Dial-a-particle: model-driven self-optimised manufacturing platform of nanoparticles

Dial-a-article：模型驱动的纳米颗粒自优化制造平台

• 批准号: EP/V025759/1
• 负责人: Laura Torrente Murciano
• 金额: $ 92.68万
• 依托单位: University of Cambridge
• 依托单位国家: 英国
• 项目类别: Research Grant
• 财政年份: 2021
• 资助国家: 英国
• 起止时间: 2021 至 无数据
• 项目状态: 未结题
• 来源: https://gtr.ukri.org/projects?ref=EP%2FV025759%2F1
• 关键词: Dial; particle; model; driven; self; Dial; particle; model; driven; self

Their surface asymmetry, high surface-to-volume ratios and confinement quantum effects of nanoparticles result in unprecedented properties for applications in healthcare, diagnosis, energy storage, electronics, sensors, catalysis, etc. However, the full impact of these nanomaterials to overcome some of the most pressing global challenges, is hindered by the lack of a manufacturing technology capable of their production in a continuous and reproducible manner in large scale. A plethora of nanoparticle syntheses has been developed over the last decades, aiming for the control of the size, shape and composition of nanoparticles as property-determining parameters. Conventionally, nanoparticles are synthesised in poorly characterised batch reactors. Flow systems enable the continuous synthesis, but they are currently limited to rapid processes (ms to a few minutes) due to their inherent instability issues. This project will deliver a novel model-driven self-optimised manufacturing technology for on-demand size- and composition-customised nanoparticles. The dial-a-particle platform will integrate, for the first time, real-time characterisation and hydrodynamic understanding to enable the development of mathematical predictive algorithms.

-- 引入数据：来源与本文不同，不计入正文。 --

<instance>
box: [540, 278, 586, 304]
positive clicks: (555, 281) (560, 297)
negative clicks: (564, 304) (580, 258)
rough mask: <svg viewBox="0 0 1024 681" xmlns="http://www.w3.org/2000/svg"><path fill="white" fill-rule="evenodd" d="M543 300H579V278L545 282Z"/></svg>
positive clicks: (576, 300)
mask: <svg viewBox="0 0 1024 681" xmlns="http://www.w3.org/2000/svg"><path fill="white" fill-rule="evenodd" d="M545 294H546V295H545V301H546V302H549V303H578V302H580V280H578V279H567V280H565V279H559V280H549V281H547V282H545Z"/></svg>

They will be the pillar for the autonomous identification of the most interesting manufacturing route. The distinguishing novelty features of this approach are i. On-demand synthesis with a wide range size (2-100 nm) and composition (core-shell, hollow, multicomponent), ii. Self-control to mitigate instability sources associated to multi-stage continuous processes (extending the current state-of-the-art from seconds to minutes/hours) and iii. Universality, thanks to the mechanistic knowledge underpinning the mathematical models.

它们的表面不对称，高表面因素比和纳米颗粒的量量子效应在医疗保健，诊断，能源存储，电子，电子学，传感器，催化等中的应用中具有前所未有大规模。在过去的几十年中，已经开发了大量的纳米颗粒合成，旨在控制纳米颗粒作为属性确定参数的大小，形状和组成。通常，纳米颗粒是在批处理反应器较差的情况下合成的。流系统可以连续合成，但是由于它们固有的不稳定性问题，目前它们仅限于快速过程（MS至几分钟）。该项目将提供一种新型的模型驱动的自我优化的制造技术，用于按需大小和成分定量的纳米颗粒。拨号粒子平台将首次集成实时表征和流体动力学理解，以使数学预测算法的发展。它们将是自主识别最有趣的制造路线的支柱。这种方法的新颖性特征是i。按需合成范围较宽（2-100 nm）和组成（核心，空心，多组分），ii。自我控制以减轻与多阶段连续过程相关的不稳定性来源（将当前的最新时间从几秒钟扩展到几分钟/小时）和III。普遍性，得益于基于数学模型的机械知识。